Rhea's pov
The school announced the Annual Fest on a random Tuesday, which was bold of them—considering our class couldn't even handle a surprise test without emotional breakdowns.
"Participants list will be put up today," the teacher said.
That was it.
That sentence alone unleashed chaos.
By lunch, the notice board looked like a crime scene.
Names were being added. Removed. Added again.
Kabir's name was already there.
Basketball.
Of course.
Tall. Calm. Serious. Built like the school brochure hero.
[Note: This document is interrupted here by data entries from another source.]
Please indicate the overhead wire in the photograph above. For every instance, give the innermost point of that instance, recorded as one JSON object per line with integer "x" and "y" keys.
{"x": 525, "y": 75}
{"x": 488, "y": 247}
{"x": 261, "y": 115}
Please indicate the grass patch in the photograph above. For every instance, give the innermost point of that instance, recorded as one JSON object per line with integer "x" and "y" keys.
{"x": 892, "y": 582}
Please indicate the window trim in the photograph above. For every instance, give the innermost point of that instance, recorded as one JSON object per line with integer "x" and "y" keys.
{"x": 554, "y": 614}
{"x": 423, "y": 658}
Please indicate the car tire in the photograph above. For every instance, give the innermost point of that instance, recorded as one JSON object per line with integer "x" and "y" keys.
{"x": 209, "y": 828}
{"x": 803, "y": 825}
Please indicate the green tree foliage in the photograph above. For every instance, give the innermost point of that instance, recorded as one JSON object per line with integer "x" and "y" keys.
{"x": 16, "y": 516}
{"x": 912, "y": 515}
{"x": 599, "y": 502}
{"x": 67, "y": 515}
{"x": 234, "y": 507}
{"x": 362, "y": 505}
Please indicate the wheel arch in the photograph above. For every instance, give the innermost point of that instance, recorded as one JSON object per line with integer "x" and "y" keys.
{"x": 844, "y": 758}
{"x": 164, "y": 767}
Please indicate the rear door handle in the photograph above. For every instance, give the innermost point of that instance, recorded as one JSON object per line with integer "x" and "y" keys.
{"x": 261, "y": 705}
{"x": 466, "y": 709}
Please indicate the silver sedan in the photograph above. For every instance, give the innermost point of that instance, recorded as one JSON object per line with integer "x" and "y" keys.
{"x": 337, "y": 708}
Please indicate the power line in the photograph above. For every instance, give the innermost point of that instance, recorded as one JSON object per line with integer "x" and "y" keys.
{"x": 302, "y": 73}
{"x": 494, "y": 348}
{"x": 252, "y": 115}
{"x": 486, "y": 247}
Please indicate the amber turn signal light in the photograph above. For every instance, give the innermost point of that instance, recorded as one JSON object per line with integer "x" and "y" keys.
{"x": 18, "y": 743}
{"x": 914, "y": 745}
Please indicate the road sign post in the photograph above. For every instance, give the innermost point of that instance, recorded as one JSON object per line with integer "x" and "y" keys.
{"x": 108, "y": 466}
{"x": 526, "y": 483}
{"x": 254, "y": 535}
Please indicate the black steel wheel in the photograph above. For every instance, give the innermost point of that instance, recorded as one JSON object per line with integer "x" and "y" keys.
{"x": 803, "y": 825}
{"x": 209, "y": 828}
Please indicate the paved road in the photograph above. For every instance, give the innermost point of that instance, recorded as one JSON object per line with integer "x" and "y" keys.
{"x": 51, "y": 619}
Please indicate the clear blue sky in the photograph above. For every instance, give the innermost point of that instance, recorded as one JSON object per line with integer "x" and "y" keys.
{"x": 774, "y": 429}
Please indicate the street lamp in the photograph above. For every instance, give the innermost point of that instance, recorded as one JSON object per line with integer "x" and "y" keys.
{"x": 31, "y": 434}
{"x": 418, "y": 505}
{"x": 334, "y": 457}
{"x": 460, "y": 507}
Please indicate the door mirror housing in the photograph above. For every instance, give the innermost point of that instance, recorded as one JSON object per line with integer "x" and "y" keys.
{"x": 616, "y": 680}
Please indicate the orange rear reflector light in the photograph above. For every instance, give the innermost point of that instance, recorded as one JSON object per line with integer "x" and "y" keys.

Neel squinted at the list.
"Wow. Kabir made it. Shocking. The sun also rose today."
Kabir didn't react. He never did. That was his personality—silent threat.
Then Samar cleared his throat dramatically.
"Attention everyone," he announced. "I have applied."
"For what?" I asked, already nervous.
"Singing."
The corridor went quiet.
Even the ceiling fan paused.
"You… sing?" Neel asked slowly.
"I don't just sing," Samar said. "I perform."
Kabir blinked. Once.
That was his version of panic.
Practice started the very next day.
Basketball practice meant the ground. Sweat. Whistles. Kabir being aggressively good at everything.
I sat on the steps with Neel, watching.
"Why does he look like that while running?" Neel muttered. "It's unfair."
"Genetics," I said. "And zero personality flaws."
Kabir scored again.
Neel groaned. "I hate him respectfully."
Inside the auditorium, Samar was… doing something.
"I feel like a rockstar," he declared, holding the mic like it owed him money.
He sang one line.
One.
The music teacher froze.
"That's… enthusiastic," she said carefully.
Yuhan leaned toward me. "Is he serious?"
"Unfortunately," I replied, "very."
Neel whispered, "If he wins, I'm changing schools."
Meanwhile, the non-participants were causing more damage than the participants.
Someone unplugged the speaker mid-song.
Someone else started clapping at the wrong beats.
Two juniors started a dance battle in the aisle.
The teacher yelled, "THIS IS NOT A PICNIC."
Neel raised his hand. "Ma'am it feels like one."
Back on the ground, Kabir twisted his ankle slightly.
Everyone panicked.
I stood up instantly. "Idiot."
He looked at me. "It's fine."
"It's always 'fine' until it's not," I snapped, handing him water.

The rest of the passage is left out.